The textbooks on Galois theory quickly get up and running with the concept of field extensions. An example to bear in mind is something like $\mathbb{Q}[\sqrt{2}]$: the set of rational numbers with $\sqrt{2}$ added.

However, the fields that Galois was interested in for his framework have much more rigidity than a general field extension, so it’s a pity that these textbooks drag you through a study the general properties of field extensions – you won’t need them in order to understand Galois.

In the textbooks these special extensions get called normal. (In Ian Stewart’s book you don’t meet them until almost half way through.)

In a few words, normal field extensions are those which are generated by including all the zeroes of polynomials.

For example, $\mathbb{Q}[\sqrt{2}]$ is normal because it contains both the zeroes of the polynomial $t^2 - 2$.

Another example, $\mathbb{Q}[\sqrt[3]{2}]$ is not normal because the polynomial $t^3-2$ has another two zeroes which are not in there: namely $\sqrt[3]{2} (-\frac{1}{2}+i\frac{\sqrt{3}}{2})$ and $\sqrt[3]{2}(-\frac{1}{2}-i\frac{\sqrt{3}}{2})$.

The main property of these normal extensions is that any irreducible polynomial which has a zero in the extension will have all of its zeroes in that extension.

We will look at this more carefully now, because it is telling us something important about the zeroes of irreducible polynomials:

the zeroes of irreducible polynomials cannot be separated from each other.
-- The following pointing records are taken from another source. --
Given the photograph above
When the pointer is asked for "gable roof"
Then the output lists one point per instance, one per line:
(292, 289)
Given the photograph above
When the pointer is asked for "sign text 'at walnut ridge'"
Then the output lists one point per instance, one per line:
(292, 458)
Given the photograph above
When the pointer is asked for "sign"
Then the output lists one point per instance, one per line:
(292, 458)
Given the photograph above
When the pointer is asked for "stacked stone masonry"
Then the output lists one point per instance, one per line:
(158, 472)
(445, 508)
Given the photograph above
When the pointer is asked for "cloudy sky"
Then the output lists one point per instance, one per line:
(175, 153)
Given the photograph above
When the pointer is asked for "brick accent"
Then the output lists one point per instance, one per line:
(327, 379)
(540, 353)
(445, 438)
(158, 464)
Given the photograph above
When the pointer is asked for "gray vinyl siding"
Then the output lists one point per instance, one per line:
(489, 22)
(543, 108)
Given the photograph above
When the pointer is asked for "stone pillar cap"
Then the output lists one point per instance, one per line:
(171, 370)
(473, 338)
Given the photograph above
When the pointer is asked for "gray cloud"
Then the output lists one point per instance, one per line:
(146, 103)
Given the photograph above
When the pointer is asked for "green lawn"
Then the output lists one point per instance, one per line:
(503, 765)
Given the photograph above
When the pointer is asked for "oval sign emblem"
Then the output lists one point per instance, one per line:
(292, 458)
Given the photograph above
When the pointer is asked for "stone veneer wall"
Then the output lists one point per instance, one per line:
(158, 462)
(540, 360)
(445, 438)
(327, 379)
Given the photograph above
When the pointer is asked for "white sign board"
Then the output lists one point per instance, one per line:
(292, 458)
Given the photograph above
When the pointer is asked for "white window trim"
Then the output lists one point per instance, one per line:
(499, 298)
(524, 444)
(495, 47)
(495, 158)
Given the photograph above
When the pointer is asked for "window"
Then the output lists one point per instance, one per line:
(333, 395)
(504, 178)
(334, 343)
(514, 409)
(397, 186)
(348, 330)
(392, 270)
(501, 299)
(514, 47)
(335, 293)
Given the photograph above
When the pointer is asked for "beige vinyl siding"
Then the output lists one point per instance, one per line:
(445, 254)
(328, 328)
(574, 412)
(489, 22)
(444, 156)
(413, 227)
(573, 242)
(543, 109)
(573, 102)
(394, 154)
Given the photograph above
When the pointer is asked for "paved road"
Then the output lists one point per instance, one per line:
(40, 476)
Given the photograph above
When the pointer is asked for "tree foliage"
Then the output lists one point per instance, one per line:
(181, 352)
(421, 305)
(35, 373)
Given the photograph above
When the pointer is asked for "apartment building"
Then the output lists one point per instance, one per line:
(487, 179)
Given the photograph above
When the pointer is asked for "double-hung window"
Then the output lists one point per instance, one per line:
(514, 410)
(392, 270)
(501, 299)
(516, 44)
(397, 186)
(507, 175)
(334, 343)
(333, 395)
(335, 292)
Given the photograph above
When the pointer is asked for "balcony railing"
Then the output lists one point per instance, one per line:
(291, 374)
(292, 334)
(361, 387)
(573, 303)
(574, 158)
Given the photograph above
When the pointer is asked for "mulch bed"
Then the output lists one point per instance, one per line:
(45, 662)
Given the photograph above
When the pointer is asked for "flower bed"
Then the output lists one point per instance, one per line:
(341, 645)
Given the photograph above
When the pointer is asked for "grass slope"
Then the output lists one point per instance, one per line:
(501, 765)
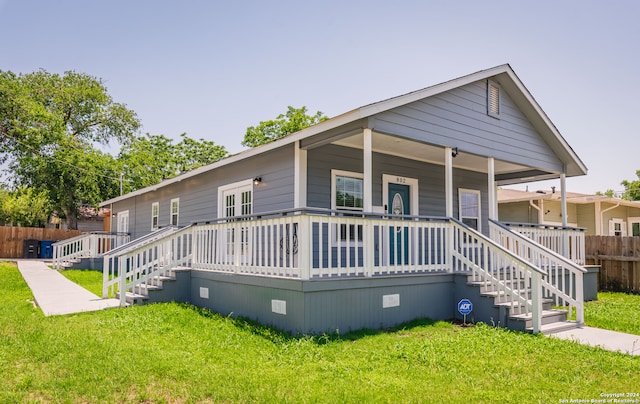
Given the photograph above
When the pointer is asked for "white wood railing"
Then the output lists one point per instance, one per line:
(321, 244)
(136, 267)
(563, 278)
(515, 281)
(88, 245)
(566, 241)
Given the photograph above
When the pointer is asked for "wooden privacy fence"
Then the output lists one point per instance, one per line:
(619, 260)
(12, 238)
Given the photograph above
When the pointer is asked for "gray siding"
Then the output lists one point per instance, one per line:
(315, 307)
(430, 179)
(458, 118)
(517, 212)
(199, 194)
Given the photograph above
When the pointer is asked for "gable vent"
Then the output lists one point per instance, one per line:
(493, 99)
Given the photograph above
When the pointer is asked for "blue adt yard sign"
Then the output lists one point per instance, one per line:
(465, 307)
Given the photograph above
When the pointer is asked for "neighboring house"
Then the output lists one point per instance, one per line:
(598, 215)
(380, 215)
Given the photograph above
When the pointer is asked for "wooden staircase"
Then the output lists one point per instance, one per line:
(163, 288)
(503, 311)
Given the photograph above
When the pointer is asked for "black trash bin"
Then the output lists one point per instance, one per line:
(31, 249)
(46, 249)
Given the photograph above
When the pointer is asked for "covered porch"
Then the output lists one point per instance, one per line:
(267, 252)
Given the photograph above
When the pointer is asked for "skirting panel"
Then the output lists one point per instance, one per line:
(328, 305)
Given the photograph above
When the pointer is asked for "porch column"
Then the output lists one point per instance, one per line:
(367, 170)
(300, 177)
(367, 190)
(448, 181)
(563, 198)
(492, 191)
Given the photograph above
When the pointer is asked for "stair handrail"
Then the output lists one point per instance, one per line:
(147, 238)
(493, 260)
(64, 250)
(132, 268)
(555, 262)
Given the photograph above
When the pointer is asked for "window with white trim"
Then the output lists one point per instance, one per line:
(617, 227)
(470, 207)
(494, 101)
(347, 193)
(155, 215)
(175, 209)
(634, 225)
(347, 190)
(236, 199)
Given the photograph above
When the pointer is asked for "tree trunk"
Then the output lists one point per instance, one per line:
(71, 218)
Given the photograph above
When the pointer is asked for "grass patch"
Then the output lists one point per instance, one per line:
(180, 353)
(614, 311)
(90, 280)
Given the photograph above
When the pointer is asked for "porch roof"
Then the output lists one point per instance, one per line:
(514, 195)
(345, 129)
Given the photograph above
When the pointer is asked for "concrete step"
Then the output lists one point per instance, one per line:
(525, 322)
(133, 298)
(552, 328)
(489, 287)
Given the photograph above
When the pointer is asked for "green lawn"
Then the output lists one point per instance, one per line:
(178, 353)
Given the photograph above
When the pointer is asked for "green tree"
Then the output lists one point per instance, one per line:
(610, 193)
(49, 127)
(632, 189)
(24, 207)
(293, 120)
(149, 159)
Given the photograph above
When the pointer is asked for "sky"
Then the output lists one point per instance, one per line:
(213, 68)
### Getting into the details: Step 2: irreducible polynomials

To be continued …

## 14 thoughts on “Galois Theory for dummies”

1. ming says:

Please carry on your explaination on this tough topic . I think that you are achieving that nobody did

2. Peter Driscoll says:

I have always wanted to know about galois theory and this is the most easy to understand I have seen so far. Please carry on,

1. Robert says:

Will do!

3. Bernard Weisblum says:

Robert,
Thank you for the illuminating presentation.
Looking forward to the next installment of GTFD.

4. Peter Driscoll says:

Nice so far. Very clear. Why aren’t you working on this 24 x 7? Joking only.

So is there some theory that defines what a normal extension is independently of containing all the roots of a related polynomial? Which polynomial?

Or is that all there is. Actually I am prepared to suspend this question and come back to it if it is a big diversion. I think you have given me the main theme of what a normal field extension, without the detail. Which is good. It’s not completely satisfying but it is better than reading a 200 page book 😉

5. Nihal says:

Excellent article!

In the update, the first link to an article that covers 80% of the right kind explanation is missing. Could you please add that link?

Thanks, again. Very intuitive article.

6. Great explanation so far. Would be great if you had the time to finish on these. Would you be able to list the next steps in understanding galois theory? what would come after step 2 irreducible polynomials? Would be really helpful to know. Thank you

7. Galois Theory for Beginners ; John Stillwell
The American Mathematical Monthly
Vol. 101, No. 1 (Jan., 1994), pp. 22-27
The intro to this article states that one doesnt need normal field extension, or Galois correspondences between subfields and subgroups to prove the unsolvability of quintics. It goes on to list the three key ingredients required for this proof, and claims that 90% of what is taught in standard treatments is unnecessary to get to the result.

1. Robert says:

Thanks for posting. I am a huge fan of John Stillwell’s book ‘Mathematics and its History’. I am looking forward to reading this article you recommend.